Clamorosa decisione dei giudici del Tribunale di Catania che hanno concesso gli arresti domiciliari a Giacomo 'Nuccio' Ieni, ritenuto il capo del clan mafioso Pillera di Catania, perchè affetto da depressione.

Giacomo Nuccio Ieni, 52 anni, presunto boss del clan Pillera, si trovava fino a lunedi' scorso in regime di 41 bis nel penitenziario di Parma.

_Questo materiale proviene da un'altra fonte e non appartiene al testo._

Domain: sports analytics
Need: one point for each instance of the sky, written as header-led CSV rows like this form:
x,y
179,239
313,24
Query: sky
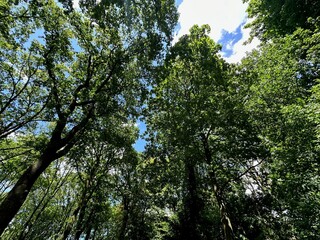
x,y
226,19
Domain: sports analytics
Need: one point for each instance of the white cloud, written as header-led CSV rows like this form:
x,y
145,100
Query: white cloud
x,y
220,15
239,49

Secondo il tribunale di Catania Ieni sarebbe però depresso, condizione che nmal si concilierebbe con la permanenza in carcere.

L’uomo era detenuto dal 26 aprile del 2006 dopo l’arresto nell’ambito dell’operazione «Atlantitde» ed era stato sottoposto alle restrizioni per i detenuti più pericolosi previste dall'articolo 41 bis.

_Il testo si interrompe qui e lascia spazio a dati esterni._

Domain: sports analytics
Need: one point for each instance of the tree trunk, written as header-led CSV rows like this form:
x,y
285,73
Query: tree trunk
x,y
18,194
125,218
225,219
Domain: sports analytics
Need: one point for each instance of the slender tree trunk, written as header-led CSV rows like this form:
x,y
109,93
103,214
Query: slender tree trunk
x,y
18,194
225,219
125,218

Nei giorni, scorsi, durante un processo, Ieni in lacrime aveva detto ai giudici con i quali era collegato in video conferenza dal centro clinico del carcere di Parma, di essere fortemente depresso

GASPARRI: DECISIONE VERGOGNOSA CHE CI INDIGNA
Durissima la reazione di Maurizio Gasparri, capogruppo del Pdl al Senato: «È vergognoso che la misura del carcere duro sia stata revocata al boss perchè psicologicamente debilitato. Una decisione che ci indigna, crea un pericolosissimo precedente e mina fortemente la credibilità delle istituzioni».

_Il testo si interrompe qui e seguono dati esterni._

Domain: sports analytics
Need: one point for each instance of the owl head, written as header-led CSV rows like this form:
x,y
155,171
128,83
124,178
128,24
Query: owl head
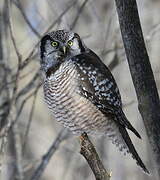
x,y
59,46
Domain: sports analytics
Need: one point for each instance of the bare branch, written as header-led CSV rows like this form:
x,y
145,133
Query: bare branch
x,y
20,7
141,72
90,154
78,14
46,158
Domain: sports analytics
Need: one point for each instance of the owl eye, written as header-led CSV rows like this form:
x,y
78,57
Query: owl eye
x,y
54,43
70,43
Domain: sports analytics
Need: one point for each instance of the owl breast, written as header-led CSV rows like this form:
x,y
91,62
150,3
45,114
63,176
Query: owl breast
x,y
74,111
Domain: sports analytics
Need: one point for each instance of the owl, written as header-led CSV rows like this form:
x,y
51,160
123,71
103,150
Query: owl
x,y
81,92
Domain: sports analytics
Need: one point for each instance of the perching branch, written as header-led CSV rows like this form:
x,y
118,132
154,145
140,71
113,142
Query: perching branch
x,y
91,156
141,71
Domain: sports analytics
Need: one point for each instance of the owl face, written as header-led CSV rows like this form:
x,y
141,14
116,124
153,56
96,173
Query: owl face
x,y
59,46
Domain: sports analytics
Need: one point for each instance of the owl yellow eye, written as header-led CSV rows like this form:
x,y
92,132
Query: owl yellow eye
x,y
70,43
54,43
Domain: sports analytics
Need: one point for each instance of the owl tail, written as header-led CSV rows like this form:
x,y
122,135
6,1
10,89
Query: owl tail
x,y
131,148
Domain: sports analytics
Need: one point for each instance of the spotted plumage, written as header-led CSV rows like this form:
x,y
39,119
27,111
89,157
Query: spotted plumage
x,y
81,91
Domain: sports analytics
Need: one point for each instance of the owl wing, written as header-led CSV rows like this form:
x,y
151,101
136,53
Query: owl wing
x,y
97,84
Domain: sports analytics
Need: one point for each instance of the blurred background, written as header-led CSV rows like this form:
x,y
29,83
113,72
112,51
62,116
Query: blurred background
x,y
22,24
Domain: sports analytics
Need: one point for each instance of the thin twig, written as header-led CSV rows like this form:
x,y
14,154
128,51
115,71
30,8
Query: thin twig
x,y
45,159
20,7
30,119
92,158
78,14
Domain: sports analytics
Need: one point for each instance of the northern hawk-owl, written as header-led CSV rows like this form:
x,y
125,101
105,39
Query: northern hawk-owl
x,y
81,91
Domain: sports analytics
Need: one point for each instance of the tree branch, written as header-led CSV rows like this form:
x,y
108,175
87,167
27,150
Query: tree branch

L'AVVOCATO LIPERA: ISTANZA PRESENTATA CON SCIENZA E COSCIENZA
"Una settimana fa - dice l'avvocato Giuseppe Lipera che assiste Ieni - nel presentare una ennesima istanza ho allegato la consulenza di uno psicologo, il dottor Marco Lipera, autorizzato a visitare il paziente che è stata di estremo giovamento per i giudici".
A proposito delle lamentele sul provvedimento che si sarebbero levate dalla procura di Catania, l'avvocato Lipera dice "contesto l'interpretazione apodittica della procura. Abbiamo fatto ripetute istanza con scienza e coscienze ritenendo che fossero legittime tant'è che sono state accolte".